Los conocedores del mundo del juego apuestan más bien por esto último y así lo refrendan desde la Asociación Burgalesa para la Rehabilitación del Juego Patológico (ABAJ). Su presidente, José Luis Barriocanal, advierte que en la estadística de la Junta de Castilla y León no figuran las cantidades que mueve el juego online con el poker, la ruleta o las apuestas deportivas a la cabeza y que cuentan con su particular perfil de un nuevo jugador: “Jóvenes que se juegan el dinero que no tienen y por consiguiente el de sus padres”.
Mientras esta actividad se oculta tras la intimidad del domicilio y las transacciones electrónicas, la recaudación autónomica mantiene una clara tendencia a la baja. Según datos facilitados por la Consejería de Economía y Hacienda, las arcas públicas ingresaron 9.467.300 euros a lo largo del ejercicio 2014, lo que supone casi un 6% menos que los 10 millones recaudados en el año anterior.
El año 2013 fue una excepción a la regla de caída que este capítulo viene mostrando desde el inicio de la crisis económica. Desde el año 2008 la recaudación ha caído un 34% en la provincia de Burgos, pues partía de 14,97 millones de euros, en una proporción ligeramente inferior a lo que ha caído la media autonómica.

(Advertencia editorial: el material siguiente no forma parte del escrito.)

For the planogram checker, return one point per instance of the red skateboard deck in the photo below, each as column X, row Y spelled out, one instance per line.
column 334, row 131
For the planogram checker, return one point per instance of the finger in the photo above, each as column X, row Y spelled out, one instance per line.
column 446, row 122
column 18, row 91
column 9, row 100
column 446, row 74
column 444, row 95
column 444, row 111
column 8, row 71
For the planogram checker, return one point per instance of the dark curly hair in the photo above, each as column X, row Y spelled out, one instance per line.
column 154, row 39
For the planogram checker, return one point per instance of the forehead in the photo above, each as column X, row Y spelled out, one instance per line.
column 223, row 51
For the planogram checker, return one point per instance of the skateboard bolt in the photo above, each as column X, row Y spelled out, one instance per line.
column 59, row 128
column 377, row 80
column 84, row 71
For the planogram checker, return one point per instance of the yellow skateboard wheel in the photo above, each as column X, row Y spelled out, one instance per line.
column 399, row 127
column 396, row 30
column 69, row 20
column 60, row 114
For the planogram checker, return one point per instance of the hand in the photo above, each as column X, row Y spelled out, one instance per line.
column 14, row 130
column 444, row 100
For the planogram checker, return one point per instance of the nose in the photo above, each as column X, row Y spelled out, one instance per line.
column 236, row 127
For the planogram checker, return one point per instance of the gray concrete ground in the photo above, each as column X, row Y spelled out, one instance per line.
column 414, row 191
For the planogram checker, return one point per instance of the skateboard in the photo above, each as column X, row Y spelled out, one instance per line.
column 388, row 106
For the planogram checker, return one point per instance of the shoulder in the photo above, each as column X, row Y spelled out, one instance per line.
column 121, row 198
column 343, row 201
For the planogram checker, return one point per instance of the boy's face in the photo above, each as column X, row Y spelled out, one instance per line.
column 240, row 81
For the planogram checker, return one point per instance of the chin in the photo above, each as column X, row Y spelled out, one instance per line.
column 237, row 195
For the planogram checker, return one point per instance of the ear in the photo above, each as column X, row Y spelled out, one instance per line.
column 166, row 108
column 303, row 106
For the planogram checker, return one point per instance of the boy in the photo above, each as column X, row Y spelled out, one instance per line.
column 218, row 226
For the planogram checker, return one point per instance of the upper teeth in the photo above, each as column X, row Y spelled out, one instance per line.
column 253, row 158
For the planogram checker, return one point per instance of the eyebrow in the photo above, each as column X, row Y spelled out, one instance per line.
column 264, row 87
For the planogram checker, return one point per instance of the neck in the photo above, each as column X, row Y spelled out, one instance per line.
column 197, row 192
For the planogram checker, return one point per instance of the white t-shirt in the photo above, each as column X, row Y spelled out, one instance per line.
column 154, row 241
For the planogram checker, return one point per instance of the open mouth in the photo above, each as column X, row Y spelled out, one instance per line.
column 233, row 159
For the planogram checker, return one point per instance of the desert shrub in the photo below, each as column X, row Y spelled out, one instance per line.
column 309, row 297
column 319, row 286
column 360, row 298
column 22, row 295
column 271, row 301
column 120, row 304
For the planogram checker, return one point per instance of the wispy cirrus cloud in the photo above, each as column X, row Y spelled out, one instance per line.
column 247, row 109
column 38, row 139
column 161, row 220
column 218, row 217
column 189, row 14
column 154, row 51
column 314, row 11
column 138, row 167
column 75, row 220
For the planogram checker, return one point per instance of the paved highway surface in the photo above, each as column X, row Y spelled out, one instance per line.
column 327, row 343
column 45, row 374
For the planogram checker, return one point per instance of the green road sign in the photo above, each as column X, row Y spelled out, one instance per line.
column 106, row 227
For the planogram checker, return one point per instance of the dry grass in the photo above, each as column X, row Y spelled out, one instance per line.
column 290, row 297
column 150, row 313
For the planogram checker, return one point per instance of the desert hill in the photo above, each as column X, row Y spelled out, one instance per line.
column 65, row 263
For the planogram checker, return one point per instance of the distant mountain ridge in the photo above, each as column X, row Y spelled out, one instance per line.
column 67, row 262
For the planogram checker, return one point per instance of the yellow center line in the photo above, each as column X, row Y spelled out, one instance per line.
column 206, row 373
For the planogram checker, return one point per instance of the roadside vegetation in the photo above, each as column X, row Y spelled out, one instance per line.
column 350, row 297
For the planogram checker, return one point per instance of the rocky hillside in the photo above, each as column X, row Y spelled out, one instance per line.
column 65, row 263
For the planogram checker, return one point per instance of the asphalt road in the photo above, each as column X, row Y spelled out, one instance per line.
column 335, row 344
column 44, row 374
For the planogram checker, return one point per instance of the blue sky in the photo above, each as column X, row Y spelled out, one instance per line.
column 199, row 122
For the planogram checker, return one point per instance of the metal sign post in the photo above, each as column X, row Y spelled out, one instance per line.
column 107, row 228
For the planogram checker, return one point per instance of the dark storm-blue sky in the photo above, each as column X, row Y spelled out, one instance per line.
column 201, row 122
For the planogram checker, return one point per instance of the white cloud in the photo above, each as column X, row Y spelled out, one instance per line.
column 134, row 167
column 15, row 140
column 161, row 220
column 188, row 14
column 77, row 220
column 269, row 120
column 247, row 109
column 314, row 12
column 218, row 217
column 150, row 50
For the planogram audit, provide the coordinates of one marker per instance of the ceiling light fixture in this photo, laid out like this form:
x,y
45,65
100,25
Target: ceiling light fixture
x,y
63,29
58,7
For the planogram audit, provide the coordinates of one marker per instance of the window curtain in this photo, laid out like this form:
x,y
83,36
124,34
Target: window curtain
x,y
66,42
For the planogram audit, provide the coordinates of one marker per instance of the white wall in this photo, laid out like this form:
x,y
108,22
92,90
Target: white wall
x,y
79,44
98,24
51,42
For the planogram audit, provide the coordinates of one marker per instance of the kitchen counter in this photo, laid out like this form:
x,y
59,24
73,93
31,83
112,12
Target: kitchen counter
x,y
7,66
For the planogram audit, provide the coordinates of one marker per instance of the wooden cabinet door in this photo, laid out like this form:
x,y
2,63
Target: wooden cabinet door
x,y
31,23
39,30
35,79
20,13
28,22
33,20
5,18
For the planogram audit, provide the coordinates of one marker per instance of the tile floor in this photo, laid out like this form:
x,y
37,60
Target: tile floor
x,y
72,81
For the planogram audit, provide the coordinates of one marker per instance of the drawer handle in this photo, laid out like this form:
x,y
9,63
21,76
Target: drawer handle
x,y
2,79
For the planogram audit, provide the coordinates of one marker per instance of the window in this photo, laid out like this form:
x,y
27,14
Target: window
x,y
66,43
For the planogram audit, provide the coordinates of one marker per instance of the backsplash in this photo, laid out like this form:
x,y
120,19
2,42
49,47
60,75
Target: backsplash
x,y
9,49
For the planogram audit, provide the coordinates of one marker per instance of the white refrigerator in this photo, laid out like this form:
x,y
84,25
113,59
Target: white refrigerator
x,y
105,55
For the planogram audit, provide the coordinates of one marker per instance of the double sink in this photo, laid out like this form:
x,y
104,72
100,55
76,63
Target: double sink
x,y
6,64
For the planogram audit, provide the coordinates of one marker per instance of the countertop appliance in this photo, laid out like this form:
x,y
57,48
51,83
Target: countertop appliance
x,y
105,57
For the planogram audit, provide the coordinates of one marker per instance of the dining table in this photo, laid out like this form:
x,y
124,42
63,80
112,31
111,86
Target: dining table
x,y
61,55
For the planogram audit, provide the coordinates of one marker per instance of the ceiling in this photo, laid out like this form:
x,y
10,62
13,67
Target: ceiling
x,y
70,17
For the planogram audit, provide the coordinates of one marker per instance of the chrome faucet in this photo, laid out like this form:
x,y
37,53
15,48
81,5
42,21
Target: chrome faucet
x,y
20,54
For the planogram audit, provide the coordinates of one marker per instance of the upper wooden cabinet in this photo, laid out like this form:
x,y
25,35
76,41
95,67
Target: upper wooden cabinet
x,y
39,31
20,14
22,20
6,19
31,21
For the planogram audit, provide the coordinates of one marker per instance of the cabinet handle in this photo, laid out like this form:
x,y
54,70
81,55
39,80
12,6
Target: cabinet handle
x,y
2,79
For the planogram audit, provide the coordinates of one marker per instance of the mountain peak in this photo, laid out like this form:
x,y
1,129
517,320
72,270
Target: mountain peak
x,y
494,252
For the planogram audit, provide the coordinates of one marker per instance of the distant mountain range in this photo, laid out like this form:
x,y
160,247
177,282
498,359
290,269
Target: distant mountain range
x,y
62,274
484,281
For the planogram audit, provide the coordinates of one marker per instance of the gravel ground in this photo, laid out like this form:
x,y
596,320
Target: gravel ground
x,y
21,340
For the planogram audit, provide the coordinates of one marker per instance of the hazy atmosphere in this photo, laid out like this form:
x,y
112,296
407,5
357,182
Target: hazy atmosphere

El espejismo de hace dos años no fue exclusivo de Burgos sino que se extendió a las provincias de Salamanca, Soria y Zamora. Sin embargo, en 2014 solo la provincia de Palencia ha presentado datos positivos frente a la caída del resto de territorios. En el caso burgalés descienden tanto los cuatro bingos existentes (que aportan 1,22 millones a la hacienda regional) como las más de 2.300 slots (que contribuyen con 8,24 millones y son las que en el ejercicio previo habían logrado crecer).
Parece claro que bingos y las tragamonedas van en baja, pero estos datos deben tratarse con muchos matices: “La crisis no hace que haya menos jugadores, eso es una enfermedad y no desaparece por la situación económica. Hace que dispongan de menos dinero y por tanto gasten menos”, advierte el psicólogo de ABAJ. Y siempre con el nuevo fenómeno del juego online como telón de fondo.